To oczywiście nie wszystko, zostaje jeszcze cała perspektywa małomiasteczkowa, jak PKS-y i pociągi jeżdżące także na mało komercyjnych trasach, jak duże zakłady przemysłowe z całą swoją otoczką, robociarskim etosem i mikrospołecznościami, których upadek pozostawił po sobie wyrwę nie do zasypania. Na wszystko to może spojrzeć milenials bez wstrętu, a wręcz przeciwnie, z pewną, nie wahajmy się użyć tego słowa, zazdrością.

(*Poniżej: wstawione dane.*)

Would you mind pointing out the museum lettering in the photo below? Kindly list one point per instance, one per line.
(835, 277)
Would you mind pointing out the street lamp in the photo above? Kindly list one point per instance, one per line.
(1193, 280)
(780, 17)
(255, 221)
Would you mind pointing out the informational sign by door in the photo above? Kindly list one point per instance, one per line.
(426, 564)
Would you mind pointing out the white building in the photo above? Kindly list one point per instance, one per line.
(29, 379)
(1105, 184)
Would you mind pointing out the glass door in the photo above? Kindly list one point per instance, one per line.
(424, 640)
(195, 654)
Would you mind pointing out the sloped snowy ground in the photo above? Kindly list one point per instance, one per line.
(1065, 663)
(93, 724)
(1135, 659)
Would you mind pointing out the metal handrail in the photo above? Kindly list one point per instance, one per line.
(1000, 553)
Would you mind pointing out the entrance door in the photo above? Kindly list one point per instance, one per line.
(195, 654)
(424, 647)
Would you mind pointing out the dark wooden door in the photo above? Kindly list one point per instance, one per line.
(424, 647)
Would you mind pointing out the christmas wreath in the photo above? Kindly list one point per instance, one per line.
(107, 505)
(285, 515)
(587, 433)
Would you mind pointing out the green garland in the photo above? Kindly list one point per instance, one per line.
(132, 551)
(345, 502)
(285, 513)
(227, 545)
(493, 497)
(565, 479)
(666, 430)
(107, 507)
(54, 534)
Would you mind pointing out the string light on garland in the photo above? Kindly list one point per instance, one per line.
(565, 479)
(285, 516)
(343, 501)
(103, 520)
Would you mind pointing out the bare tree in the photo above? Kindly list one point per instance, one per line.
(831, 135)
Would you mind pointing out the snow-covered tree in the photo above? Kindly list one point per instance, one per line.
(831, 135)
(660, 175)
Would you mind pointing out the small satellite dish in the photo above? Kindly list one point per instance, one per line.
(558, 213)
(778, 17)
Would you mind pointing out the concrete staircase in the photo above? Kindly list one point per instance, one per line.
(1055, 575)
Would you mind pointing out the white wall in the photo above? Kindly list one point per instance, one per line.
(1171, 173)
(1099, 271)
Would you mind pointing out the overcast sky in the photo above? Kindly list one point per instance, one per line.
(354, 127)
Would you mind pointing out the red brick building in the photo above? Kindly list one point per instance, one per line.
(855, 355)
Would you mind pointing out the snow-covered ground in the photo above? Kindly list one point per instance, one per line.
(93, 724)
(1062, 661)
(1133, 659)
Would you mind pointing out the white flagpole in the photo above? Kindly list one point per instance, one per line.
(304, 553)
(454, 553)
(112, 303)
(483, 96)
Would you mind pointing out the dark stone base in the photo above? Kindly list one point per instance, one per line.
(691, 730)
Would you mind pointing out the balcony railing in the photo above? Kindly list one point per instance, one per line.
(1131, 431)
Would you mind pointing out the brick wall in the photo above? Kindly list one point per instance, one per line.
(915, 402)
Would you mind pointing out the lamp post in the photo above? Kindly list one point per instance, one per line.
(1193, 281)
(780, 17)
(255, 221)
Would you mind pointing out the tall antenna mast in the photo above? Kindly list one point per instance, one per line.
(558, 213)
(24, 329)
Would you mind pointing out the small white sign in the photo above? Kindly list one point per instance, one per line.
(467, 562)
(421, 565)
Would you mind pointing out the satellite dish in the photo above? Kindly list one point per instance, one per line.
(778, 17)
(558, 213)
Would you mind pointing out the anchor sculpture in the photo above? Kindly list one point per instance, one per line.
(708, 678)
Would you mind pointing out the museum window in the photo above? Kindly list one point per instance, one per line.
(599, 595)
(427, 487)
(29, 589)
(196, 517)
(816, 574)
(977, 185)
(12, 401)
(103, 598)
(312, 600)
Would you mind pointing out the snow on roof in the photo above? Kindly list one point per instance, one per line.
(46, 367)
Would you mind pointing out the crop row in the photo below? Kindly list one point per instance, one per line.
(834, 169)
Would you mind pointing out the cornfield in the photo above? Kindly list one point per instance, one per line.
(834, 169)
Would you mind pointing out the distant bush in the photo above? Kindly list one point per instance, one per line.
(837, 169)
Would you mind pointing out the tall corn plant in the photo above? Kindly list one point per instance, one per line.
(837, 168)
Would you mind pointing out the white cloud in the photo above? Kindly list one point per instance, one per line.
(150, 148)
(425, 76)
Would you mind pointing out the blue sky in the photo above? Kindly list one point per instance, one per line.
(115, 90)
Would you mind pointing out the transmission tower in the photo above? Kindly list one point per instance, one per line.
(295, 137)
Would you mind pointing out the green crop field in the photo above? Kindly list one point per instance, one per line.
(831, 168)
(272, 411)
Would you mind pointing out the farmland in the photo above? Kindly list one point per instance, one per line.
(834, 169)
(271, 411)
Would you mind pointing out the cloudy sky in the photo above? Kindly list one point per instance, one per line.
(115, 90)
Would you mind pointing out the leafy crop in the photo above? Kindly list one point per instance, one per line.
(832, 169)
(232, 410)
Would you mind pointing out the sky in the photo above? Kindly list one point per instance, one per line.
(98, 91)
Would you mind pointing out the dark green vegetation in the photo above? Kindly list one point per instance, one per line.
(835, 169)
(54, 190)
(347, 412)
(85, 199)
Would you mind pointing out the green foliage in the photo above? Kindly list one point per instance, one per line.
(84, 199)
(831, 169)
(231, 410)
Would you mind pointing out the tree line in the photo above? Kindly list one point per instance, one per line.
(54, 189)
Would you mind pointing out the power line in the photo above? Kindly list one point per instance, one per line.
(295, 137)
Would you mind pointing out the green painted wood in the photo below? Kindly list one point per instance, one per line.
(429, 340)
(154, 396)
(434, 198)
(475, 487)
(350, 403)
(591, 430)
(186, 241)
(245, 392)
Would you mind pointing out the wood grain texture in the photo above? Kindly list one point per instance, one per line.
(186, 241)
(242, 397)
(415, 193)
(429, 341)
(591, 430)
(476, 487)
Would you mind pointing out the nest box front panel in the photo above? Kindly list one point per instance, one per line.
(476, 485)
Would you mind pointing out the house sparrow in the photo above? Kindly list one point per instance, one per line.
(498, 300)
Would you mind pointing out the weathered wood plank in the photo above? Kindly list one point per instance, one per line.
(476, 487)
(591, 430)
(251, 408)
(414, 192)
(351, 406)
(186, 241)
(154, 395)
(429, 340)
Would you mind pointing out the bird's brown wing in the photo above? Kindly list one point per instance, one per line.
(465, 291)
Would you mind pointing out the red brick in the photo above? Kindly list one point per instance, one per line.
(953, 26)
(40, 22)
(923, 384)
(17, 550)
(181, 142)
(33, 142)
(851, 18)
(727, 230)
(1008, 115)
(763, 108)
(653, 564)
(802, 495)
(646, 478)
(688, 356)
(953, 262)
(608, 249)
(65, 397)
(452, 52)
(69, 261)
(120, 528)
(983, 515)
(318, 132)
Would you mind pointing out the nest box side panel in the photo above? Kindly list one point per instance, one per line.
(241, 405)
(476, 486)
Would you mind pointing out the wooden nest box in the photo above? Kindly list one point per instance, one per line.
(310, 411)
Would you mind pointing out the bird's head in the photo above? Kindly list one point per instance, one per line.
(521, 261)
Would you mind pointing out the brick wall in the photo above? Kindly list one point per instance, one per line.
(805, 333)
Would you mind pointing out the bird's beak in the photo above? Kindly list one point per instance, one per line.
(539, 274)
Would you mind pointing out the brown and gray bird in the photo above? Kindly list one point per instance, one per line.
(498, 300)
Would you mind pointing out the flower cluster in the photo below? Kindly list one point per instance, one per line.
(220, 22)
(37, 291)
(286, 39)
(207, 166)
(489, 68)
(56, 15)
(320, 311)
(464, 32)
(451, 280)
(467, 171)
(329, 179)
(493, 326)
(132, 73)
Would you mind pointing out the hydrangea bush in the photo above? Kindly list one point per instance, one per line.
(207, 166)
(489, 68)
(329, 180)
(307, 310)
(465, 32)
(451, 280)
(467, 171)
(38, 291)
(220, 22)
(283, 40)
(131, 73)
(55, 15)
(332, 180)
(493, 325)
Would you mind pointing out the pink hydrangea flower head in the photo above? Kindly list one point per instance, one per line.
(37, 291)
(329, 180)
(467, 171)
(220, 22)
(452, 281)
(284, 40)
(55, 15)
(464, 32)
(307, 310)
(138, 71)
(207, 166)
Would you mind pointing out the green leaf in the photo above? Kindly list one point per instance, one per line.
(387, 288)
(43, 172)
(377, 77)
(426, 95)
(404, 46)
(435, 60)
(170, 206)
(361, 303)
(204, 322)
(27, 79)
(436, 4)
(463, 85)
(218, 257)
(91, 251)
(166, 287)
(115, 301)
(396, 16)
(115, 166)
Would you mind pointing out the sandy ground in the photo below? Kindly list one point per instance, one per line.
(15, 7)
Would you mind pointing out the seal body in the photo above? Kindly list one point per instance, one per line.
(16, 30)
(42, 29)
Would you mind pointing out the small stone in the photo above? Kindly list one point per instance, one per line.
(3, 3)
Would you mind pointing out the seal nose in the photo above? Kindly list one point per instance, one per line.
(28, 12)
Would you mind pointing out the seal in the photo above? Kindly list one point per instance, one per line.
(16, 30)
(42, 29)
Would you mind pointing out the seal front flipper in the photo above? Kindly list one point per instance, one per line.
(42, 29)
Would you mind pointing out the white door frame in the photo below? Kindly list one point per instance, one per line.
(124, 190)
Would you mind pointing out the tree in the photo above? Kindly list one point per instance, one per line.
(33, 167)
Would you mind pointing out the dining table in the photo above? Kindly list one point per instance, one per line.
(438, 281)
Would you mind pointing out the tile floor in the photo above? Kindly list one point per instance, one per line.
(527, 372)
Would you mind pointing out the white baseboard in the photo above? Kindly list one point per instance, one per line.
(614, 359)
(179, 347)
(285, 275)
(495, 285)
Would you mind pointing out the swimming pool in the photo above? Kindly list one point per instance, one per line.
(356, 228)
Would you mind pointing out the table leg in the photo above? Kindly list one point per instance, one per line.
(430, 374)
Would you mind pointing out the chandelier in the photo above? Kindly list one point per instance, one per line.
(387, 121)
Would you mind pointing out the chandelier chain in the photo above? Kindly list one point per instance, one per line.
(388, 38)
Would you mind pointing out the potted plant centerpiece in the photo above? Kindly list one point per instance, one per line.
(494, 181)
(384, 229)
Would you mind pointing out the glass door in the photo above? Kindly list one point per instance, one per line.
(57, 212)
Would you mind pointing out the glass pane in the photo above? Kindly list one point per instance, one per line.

Co najciekawsze, w tej zazdrości nie chodzi przecież o wprowadzanie tutaj PRL-bis, jak to jest kwitowane po liberalnej stronie, ale o zauważenie, że III i IV RP owszem, wiele dała, ale też swoje zabrała. Tak jak młodzi w pamiętnym roku 1968 zaczęli kwestionować nie tylko PRL, ale także kapitalizm na Zachodzie, tak nie dziwne, że teraz młodzi wywlekają na wierzch wady ustroju wprowadzonego po 1989 roku. W każdym systemie po ćwierćwieczu testowania widać wady. Pytanie brzmi, jak na nie reagujemy.
Można, jak lewica, wskazywać, co z dorobku PRL zasługuje na twórczą adaptację, bynajmniej nie wedle peerelowskich wzorców, ale chociażby skandynawskich albo wiedeńskich (mieszkania na wynajem). A można, jak liberałowie, wsadzać głowę w piasek i bulgotać spod ziemi, że żyjemy w najdoskonalszym z doskonałych systemów i jeśli ci się nie udało, to sam jesteś sobie winny.
czytaj także
Dyskusji tej przysłuchuje się PiS, a ono ani nie proponuje, ani nie chowa głowy w piasek, tylko po prostu wprowadza peerelowskie rozwiązania w administracji i sądownictwie połączone z peerelowską propagandą w TVP i gierkowskimi planami gospodarczymi. Właśnie zapowiada budowę tanich mieszkań. Za pierwszym razem się nie udało, ale przy dużych nakładach możliwe, że chociaż częściowo w drugiej kadencji się uda. A wtedy trzecia kadencja pewna, bo, dziwna sprawa, większość Polaków będzie wolała mieszkać jednak w wadliwym państwie, będącym ponoć rekonstrukcją PRL niż w rzekomo sprawiedliwym państwie będącym rekonstrukcją Polski Unii Wolności i Leszka Balcerowicza.